2008-08-11

Oracle's Lag in MS SQL Server 2005

I am currently porting our new database from Oracle 10g to MS SQL Server 2005, and I have it all done except the views that use the Oracle LAG and LEAD functions (non-ANSI).

What these functions provide (for the MS SQL camp) is the ability to get the next or previous rows when sorted. In my case I have a value that is the ‘volume change since the start’ at time intervals, and I want the relative change between each interval.

So PL/SQL of the view is:

SELECT t.*,
    t.volume - LAG(volume) OVER (PARTITION BY group_number  ORDER BY timestamp) AS volume_change
FROM volume_table t;

The partition clause splits the data into different buckets, then each bucket is sorted, with all results returned.

Asking on the NZ .Net User Group mailing list I got a pointer to this MS feedback page, but the solution presented there gives me an error “Incorrect syntax near ‘ROWS’.“ when I run this query against SQL 2K5

SELECT MIN(volume) OVER(PARTITION BY group_number  ORDER BY timestamp
    ROWS BETWEEN 1 PRECEDING  AND 1 PRECEDING) change
FROM volume_table; GO

I had a side point showing why I wanted to avoid sub-select, as the performance of a different query had an orders of magnitude improvement from changing to using a LAG function, yet that same sub-select query runs just as fast as the “improved” Oracle statement in MS SQL Server, so I’ll just stick to the main topic, and post about that another day…

Chris recently showed how to use Common Table Expressions (CTE) (sort of auto-magic temp table) to find the first entries for a day, which is very close to what I was want, but the filtering is hard coded. I could not see how to make it dynamic, so I used the idea, and started massaging the concept, till I finally got what I wanted.

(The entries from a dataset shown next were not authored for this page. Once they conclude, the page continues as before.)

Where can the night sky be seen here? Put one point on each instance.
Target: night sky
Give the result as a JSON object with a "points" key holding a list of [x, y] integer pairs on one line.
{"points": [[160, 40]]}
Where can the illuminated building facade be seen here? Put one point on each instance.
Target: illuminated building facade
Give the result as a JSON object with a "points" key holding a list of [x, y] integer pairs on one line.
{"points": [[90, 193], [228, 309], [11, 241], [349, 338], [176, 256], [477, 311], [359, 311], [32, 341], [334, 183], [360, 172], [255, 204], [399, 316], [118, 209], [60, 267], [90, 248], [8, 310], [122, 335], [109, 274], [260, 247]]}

Conceptually the Oracle solution could be done using cursors under the hood to provide the rolling previous (LAG) rows, where-as here I’m doing many look-ups but the table is not getting re-created as in the nested select method.

So my code is as follows:

WITH Rows( vol_diff, time, rn, gn ) AS (
  SELECT v.volume,
    v.timestamp,
    Row_Number() OVER (PARTITION BY group_number ORDER BY timestamp),
    group_number
  FROM volume_table v
), PrevRows( timestamp, prev_vol, group_number) AS (
  SELECT a.time, b.vol_diff, a.gn
  FROM Rows a
  LEFT JOIN Rows b
    ON a.rn = b.rn + 1  AND a.gn = b.gn
)
SELECT v.*, v.volume - p.prev_vol as volume_change
FROM volume_table v
LEFT JOIN PrevRows p
    ON v.timestamp = p.timestamp
    AND v.group_number = p.group_number; GO

So I use two CTE tables, one to partition and sort the data, the second to do a lag based join, then I can select the lagged based data, by matching the time and group to the current entry.It works a treat, and I will do some performance testing tomorrow once my production data has finished loading into my db.

After the results of the not discussed query I expect that the sub-select will be just as performant.